4.5. De reikwijdte van het door de voorzieningenrechter aan ABN Amro verleende recht om vertrouwelijke informatie aangaande andere klanten in de af te geven stukken te anonimiseren, dan wel te verwijderen (zie 5.2. van het dictum van het Vonnis), moet aldus worden begrepen dat niet alleen de namen van deze andere (krediet)relaties, maar alle tekst die niet direct betrekking heeft op B&D en op grond waarvan de identiteit van deze andere relaties van ABN Amro te herleiden valt, mag worden geanonimiseerd, dan wel verwijderd. De bezwaren van de deurwaarder en B&D zijn in zoverre dus ongegrond.

4.6. Ten slotte heeft de deurwaarder de voorzieningenrechter ter zitting nog de vraag voorgelegd of attachments, behorend bij in beslag genomen e-mailcorrespondentie die op basis van het Vonnis niet behoeft te worden afgegeven, wél afgegeven dienen te worden. Op dit punt is de voorzieningenrechter van oordeel dat de attachtments, voor zover deze zijn aangehecht, dan wel als afzonderlijke stukken tussen de in beslag genomen stukken zitten, en aantoonbaar dateren van vóór 5 augustus 2012, dan wel om een andere in het Vonnis genoemde reden voor afgifte in aanmerking komen, afgegeven dienen te worden.

4.7. De voorzieningenrechter heeft met instemming van partijen ter zitting, buiten aanwezigheid van B&D, met de deurwaarder en ABN Amro een aantal (voorbeelden van) stukken doorgenomen waarover geschil bestaat en over elk van deze stukken, met inachtneming van de hierboven genoemde uitgangspunten geoordeeld of dat stuk op grond van het Vonnis, eventueel met (gedeeltelijke) anonimisering of verwijdering, aan B&D moet worden afgegeven.

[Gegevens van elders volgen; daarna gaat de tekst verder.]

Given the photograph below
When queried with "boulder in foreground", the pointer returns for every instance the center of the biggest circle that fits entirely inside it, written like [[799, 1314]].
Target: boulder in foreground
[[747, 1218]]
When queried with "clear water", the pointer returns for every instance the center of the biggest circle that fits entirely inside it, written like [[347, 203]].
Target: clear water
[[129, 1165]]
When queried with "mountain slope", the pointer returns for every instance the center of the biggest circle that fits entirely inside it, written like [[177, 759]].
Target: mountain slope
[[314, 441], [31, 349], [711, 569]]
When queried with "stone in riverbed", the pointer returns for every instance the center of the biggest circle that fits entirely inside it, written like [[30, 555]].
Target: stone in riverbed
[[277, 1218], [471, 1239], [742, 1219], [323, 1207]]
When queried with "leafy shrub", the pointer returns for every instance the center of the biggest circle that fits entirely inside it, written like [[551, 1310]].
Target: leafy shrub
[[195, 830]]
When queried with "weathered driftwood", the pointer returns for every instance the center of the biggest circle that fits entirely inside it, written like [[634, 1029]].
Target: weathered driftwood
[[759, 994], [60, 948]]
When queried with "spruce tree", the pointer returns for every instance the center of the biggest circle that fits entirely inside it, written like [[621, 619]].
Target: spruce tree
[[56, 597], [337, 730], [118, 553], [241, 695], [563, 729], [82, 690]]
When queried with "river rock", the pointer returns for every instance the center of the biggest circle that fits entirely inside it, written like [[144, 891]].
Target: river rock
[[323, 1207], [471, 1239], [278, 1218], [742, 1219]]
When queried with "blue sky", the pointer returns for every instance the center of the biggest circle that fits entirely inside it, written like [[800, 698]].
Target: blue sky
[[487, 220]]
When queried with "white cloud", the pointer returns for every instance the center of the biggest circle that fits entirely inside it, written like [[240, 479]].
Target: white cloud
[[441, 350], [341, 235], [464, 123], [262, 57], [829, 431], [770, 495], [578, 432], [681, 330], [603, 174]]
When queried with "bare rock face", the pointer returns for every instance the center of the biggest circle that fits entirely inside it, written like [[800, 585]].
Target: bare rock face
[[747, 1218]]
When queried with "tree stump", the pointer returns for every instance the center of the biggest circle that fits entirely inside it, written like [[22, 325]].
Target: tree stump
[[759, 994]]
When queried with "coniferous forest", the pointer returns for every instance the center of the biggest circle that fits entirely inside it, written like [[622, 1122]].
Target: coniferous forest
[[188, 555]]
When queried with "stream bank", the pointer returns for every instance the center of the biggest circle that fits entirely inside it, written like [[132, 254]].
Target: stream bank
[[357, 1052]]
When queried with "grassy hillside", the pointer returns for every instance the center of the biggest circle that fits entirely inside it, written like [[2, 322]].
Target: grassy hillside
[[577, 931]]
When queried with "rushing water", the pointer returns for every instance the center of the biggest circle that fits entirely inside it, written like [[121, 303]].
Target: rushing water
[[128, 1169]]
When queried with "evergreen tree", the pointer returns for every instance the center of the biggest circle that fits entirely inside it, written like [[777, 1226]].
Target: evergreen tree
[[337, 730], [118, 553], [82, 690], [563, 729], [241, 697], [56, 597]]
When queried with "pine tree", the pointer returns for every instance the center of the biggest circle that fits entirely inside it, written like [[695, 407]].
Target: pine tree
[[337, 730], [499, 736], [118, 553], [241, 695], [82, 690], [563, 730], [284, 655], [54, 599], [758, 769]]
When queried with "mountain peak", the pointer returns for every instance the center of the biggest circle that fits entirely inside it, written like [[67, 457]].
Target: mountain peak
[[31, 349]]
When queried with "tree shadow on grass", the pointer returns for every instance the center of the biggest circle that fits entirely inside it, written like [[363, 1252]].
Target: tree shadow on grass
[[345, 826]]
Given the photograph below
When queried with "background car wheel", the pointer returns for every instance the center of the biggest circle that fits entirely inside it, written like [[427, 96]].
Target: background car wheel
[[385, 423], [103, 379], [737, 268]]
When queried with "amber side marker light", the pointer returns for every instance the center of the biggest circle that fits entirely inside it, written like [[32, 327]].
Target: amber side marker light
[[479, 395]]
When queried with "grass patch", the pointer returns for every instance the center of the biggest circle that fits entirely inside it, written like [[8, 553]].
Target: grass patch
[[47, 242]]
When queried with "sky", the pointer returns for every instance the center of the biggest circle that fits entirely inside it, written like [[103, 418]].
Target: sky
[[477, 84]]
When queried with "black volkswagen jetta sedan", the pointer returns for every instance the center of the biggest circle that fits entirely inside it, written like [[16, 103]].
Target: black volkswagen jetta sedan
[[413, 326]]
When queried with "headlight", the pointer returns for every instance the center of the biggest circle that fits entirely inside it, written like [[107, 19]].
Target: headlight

4.8. De kosten van het onderhavige geding vloeien voort uit de door B&D als executanten aan de deurwaarder gegeven opdracht en komen, zoals de wetgever in art. 438 lid 4 Rv tot uitgangspunt heeft genomen, voor hun rekening (zie Parl. Gesch. Wijziging Rv e.a.w. (Inv. 3, 5 en 6) blz. 99). Nu de verweren van ABN Amro evenwel slechts gedeeltelijk worden gehonoreerd, zullen de kosten tussen partijen worden gecompenseerd in die zin dat ieder der partijen de eigen kosten draagt.

5. De beslissing

De voorzieningenrechter

5.1. bepaalt dat ABN Amro uit de aan B&D af te geven stukken mag verwijderen die bescheiden die zijn opgesteld voor en ten behoeve van de toezichthouders van ABN Amro, en/of slechts ten behoeve van intern gebruik in het kader van toezichtwetgeving in het dossier worden gehouden,

5.2. bepaalt aangaande de in beslag genomen gespreksnotitie van gesprekken gevoerd op 4 en 5 augustus 2011, dat dit stuk aan B&D afgegeven dient te worden, met dien verstande dat daarin vertrouwelijke informatie ten aanzien van andere krediet(relaties) van ABN Amro mag worden geanonimiseerd en dat, voor zover dit stuk een weergave behelst van een interne bespreking van ABN Amro naar aanleiding van de geconstateerde fraude, dat deel in zijn geheel uit het stuk mag worden verwijderd,

5.3. bepaalt dat ABN Amro in de af te geven stukken, voor zover deze (mede) betrekking hebben op andere kredietrelaties van ABN Amro, alle daarop betrekking hebbende tekst die niet op B&D betrekking heeft en op grond waarvan de identiteit van andere (krediet)relaties is te herleiden, onleesbaar mag maken, dan wel mag verwijderen,

5.4. bepaalt dat voor zover in de in beslag genomen stukken wordt verwezen naar attachments, deze attachments dienen te worden afgegeven, voor zover deze in kopie zijn aangehecht, althans zich tussen de overige in beslag genomen stukken bevinden, en aantoonbaar zijn opgesteld vóór 5 augustus 2011, dan wel vallen binnen een andere categorie stukken waarvan de afgifte in het Vonnis is bevolen,

5.5. verklaart dit vonnis tot zover uitvoerbaar bij voorraad,

5.6. compenseert de proceskosten in die zin dat iedere partij de eigen kosten draagt.

Dit vonnis is gewezen door mr. S.P. Pompe, voorzieningenrechter, bijgestaan door mr. M.R.S. Bacon, griffier, en in het openbaar uitgesproken op 2 oktober 2012.